Adare shook her head, blood slamming in her temples.

“My father was a good emperor. One of the best. He oversaw a generation of peace and prosperity.”

The
kenarang
nodded. “Unfortunately, good men can make bad decisions, and peace is not always possible.” He considered Adare. “You seem to have learned that lesson quickly enough.”

“I raised an army because you
forced
me to.…”

“I did?” he asked, raising an eyebrow. “Was it my series of brutal atrocities? My callous disregard for the people of Annur? Where are the gibbets dangling with my political foes? Where are the burned-out shells of homes?” He shook his head. “Annur may burn, Adare, but if it does, remember this,
you
brought the fire.”

Adare's mouth hung open. The man had put a knife into her father's beating heart, framed a priest, and he expected to lay the guilt at
her
feet?

“You flouted our laws and usurped the Malkeenian line,” she said, voice tight as a harp string. “I am defending both.”

“More's the pity,” he replied. “I had hoped you might be here to defend Annur.”

“You want me to believe that ‘defending Annur' means sitting idly by while you profane the Unhewn Throne?”

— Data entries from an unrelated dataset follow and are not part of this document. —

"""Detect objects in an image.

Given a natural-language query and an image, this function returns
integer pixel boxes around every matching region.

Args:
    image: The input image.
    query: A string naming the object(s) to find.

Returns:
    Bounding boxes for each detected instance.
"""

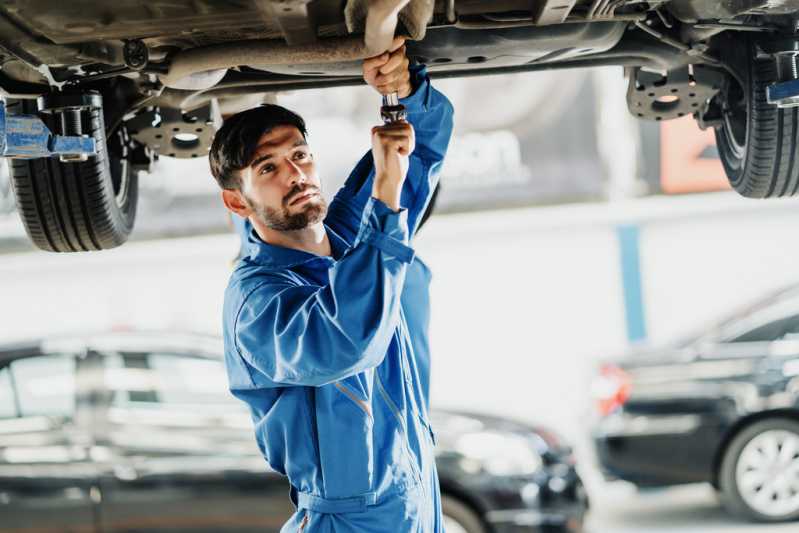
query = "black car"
[0,0,799,252]
[0,332,587,533]
[594,286,799,521]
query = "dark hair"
[208,104,308,189]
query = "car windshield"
[673,286,799,348]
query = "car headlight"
[455,431,543,476]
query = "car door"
[98,352,293,533]
[0,354,99,533]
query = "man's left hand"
[363,37,412,98]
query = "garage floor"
[586,483,797,533]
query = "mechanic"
[210,39,452,532]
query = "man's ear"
[222,189,252,218]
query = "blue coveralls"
[223,68,452,533]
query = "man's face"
[241,126,327,231]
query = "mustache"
[283,185,319,206]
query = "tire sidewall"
[719,418,799,522]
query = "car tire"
[715,37,799,198]
[6,99,138,252]
[719,418,799,522]
[441,495,487,533]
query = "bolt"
[61,109,83,136]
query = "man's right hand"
[372,121,416,211]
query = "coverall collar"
[247,224,349,269]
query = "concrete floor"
[586,482,799,533]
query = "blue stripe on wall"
[616,224,646,342]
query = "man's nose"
[286,158,308,185]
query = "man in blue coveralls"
[210,40,452,532]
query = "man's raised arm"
[326,40,453,242]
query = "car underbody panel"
[0,0,799,251]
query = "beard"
[245,185,327,231]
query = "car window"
[729,315,799,342]
[0,355,75,418]
[107,353,233,407]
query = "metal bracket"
[766,80,799,109]
[0,102,97,159]
[627,65,724,120]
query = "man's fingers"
[363,52,391,76]
[379,46,408,74]
[388,35,407,52]
[373,70,406,87]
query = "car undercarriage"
[0,0,799,252]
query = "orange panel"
[660,117,730,194]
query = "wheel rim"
[723,96,747,159]
[735,430,799,517]
[444,515,476,533]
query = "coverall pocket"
[335,381,372,418]
[315,376,374,498]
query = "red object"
[595,365,632,416]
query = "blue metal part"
[766,80,799,107]
[0,102,97,159]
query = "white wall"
[0,193,799,444]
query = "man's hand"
[372,121,416,211]
[363,37,411,98]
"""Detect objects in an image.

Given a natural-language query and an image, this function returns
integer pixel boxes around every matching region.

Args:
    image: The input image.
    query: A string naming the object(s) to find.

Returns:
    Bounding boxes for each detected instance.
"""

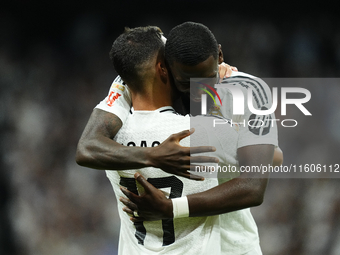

“Your throne is an absurd piece of furniture in which I have less than no interest. I would gladly pass it over to you, although from what I'm told, you've already claimed it for yourself. Your Radiance.”

She couldn't tell if he was mocking her or not. Threatening her or not. She had expected him to lie, to twist, to deny the truth in a thousand ways. Despite his earlier letter, she had not expected this, neither the honesty nor the accusation, and she struggled to find her balance, to take control of the conversation once more.

“And you expect me to believe that you won't kill me, too, when I grow inconvenient? The same way you killed my father and Kaden?”

He shook his head. “I had nothing to do with your brother's death.”

“Well, it's pretty 'Kent-kissing convenient for you that my father's rightful heir never returned to the capital.”

Il Tornja shook his head. “Listen to yourself, Adare. Your father. Your brother. You. The fucking Malkeenians. Even if I murdered your entire family, which I have not and do not intend to, Annur has more pressing worries. Worries that extend beyond the tidy walls of your palace. The Urghul are here.” He jerked a thumb back over his shoulder. “
All
of them. I am trying to deal with the threat while you are playing a petty political game.”

“Justice for my father is not a game,” Adare snarled. “And if the Urghul are here, it is because
you
erred. You are the
kenarang
and regent. Why wasn't the Army of the North in place to stop them?”

“I was forced to recall the Army of the North,” he said grimly, “to deal with your religious uprising, to put down the threat of civil war. I thought Long Fist remained at the eastern end of the steppe, but I was wrong. When I pulled the men south to face you, he attacked. Unopposed, he will tear through the northern atrepies like a knife through rotted cloth.”

“Then I will oppose him,” Adare said. “None of this needs involve you.”

“Then kill me,” he said, spreading his arms wide. “Kill me if you think it necessary. But then march your Sons and the Army of the North hard. There will be daily messengers updating you on the Urghul movements.”

Abruptly, Adare felt that she stood on the verge of a high cliff, staring down into fog. She could kill the man, could appoint Lehav or Fulton to command the Army of the North, and yet, what did Lehav or Fulton understand about the Urghul? Had either of them ever
seen
one? Did they know the first thing about how to fight them?